Шорохов хмурился, порывался обратиться в полицию, пытался разговаривать, но саба замыкалась, от верха отшатывалась, и Шорохов ушел к себе, оставив Олюшку наедине с новенькой.
В палате, обставленной под крохотную квартирку, пахло дезинфекцией и йодом.
— Мне нужно хотя бы знать твое имя, — сказала Оля и открыла папку с личным делом — пока практически пустую, не считая медицинского заключения. — Не волнуйся, без твоего согласия мы никому и ничего не скажем. Но мне нужно хотя бы твое имя. Ты сейчас взволнована, тебе нужна помощь, и я готова тебе помочь. Но если ты не расскажешь, не доверишься, я не буду знать, как это сделать. Ты же уже решилась, пришла в «Нижний космос», теперь ты в безопасности.
Девушку колотило ознобом, аж зубы клацали. На журнальном столике стыл чай, но пациентка не могла даже взять чашку… Гербера в похожей на колбу вазе, тюлевые занавески, полка с книгами и дисками, музыкальный центр, маленький телевизор, вместо больничной койки — раскладной диван. Ковер. Два кресла. В углу, у окна — компьютерный стол, правда, без компьютера. Есть санузел.
Полное уединение, почувствуйте себя как дома — «Нижний космос», здесь вам помогут.
— Я… М-меня з-зовут Аня.
Оля подвинула к ней чашку с чаем и вазочку с печеньем.
— М-мне дев-вятнадцать.
Аня согнулась, скорчилась, сунула руку в рот, вгрызлась в ногти. Через несколько секунд попыталась сесть прямо, убрала пальцы от лица. Она не смотрела на Олю, ковыряла заусеницы и молчала.
— Давно ты с ним? — спросила Оля.
Аня кивнула.
— Год? Два?
— Три. С шестнадцати. Я… Мне надо рассказать. Не могу.
— Не спеши. Говори, когда будешь готова. — Оля потянулась через стол и коснулась тонкой израненной руки. — Попробуй попить чаю. Пожевать. Это успокаивает. Как давно ты не ела?

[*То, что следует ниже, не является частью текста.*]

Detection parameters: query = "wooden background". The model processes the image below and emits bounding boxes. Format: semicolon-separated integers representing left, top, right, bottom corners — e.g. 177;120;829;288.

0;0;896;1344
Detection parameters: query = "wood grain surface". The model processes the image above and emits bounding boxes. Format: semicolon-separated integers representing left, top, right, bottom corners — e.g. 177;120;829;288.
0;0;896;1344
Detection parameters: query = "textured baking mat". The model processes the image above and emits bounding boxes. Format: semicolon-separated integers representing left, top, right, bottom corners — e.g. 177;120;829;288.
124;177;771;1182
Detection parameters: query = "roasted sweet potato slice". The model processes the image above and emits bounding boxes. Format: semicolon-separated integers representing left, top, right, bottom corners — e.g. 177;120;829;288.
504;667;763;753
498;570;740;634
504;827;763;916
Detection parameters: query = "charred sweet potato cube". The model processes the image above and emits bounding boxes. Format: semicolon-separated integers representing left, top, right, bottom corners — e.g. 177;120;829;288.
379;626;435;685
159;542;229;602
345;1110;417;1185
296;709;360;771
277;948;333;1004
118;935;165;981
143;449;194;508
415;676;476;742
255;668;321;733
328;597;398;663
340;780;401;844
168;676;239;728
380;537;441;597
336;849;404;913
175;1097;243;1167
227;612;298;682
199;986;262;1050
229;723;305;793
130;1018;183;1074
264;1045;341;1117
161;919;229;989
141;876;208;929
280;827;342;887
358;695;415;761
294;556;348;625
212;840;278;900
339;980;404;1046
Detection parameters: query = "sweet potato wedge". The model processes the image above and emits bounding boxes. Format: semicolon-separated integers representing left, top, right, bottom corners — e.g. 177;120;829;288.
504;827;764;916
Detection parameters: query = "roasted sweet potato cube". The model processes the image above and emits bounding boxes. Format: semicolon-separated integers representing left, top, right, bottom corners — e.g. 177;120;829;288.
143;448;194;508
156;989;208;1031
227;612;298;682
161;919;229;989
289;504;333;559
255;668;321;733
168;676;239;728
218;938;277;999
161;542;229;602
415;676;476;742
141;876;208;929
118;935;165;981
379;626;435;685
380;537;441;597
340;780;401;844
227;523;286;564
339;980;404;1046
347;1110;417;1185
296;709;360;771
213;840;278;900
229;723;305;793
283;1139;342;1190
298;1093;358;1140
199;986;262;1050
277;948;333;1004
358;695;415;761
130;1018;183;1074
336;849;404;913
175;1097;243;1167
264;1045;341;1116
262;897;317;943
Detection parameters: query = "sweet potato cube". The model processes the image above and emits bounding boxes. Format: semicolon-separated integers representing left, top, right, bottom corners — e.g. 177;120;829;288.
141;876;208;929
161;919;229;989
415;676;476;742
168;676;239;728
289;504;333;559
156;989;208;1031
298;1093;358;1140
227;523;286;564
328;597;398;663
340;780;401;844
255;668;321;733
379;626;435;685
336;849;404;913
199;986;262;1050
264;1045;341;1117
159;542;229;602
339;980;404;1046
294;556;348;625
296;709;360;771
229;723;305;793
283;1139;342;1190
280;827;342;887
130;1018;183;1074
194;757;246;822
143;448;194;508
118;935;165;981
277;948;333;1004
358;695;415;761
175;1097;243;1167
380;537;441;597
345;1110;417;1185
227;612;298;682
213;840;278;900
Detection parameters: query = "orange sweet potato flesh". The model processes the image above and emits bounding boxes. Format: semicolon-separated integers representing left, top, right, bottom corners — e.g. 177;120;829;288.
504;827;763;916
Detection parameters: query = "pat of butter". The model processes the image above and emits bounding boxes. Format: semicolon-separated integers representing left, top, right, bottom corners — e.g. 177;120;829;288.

— Я ела… Просто… ну, мало. Нервы.
Оля записала в карту: «Систематическое недоедание». Аня глубоко вдохнула, запрокинула голову и начала говорить, глядя в потолок, едва слышно, без интонаций, ровным, немного хриплым голосом:
— Он намного старше. У него деньги. Связи. Я его имя не могу сказать. Когда школу закончила — пошла к нему под ошейник. Почти даже не встречались. Он сразу как-то… Он умеет быть убедительным. Он меня просто загипнотизировал. Подчинил полностью.
Оля завистливо вздохнула, поерзала.
— Под себя… Родителей нет, я одна. Поступила в институт. А потом он начал. Все табу… Все запреты… Если я боялась — он делал. Если я не могла — он делал. Если я умоляла — он не слушал. Он решил, я плохая. И стал воспитывать. Это через год. Мне семнадцать было. Запер дома. Я сначала раскаивалась.
Она резко выдохнула, взяла чашку и залпом выпила чай.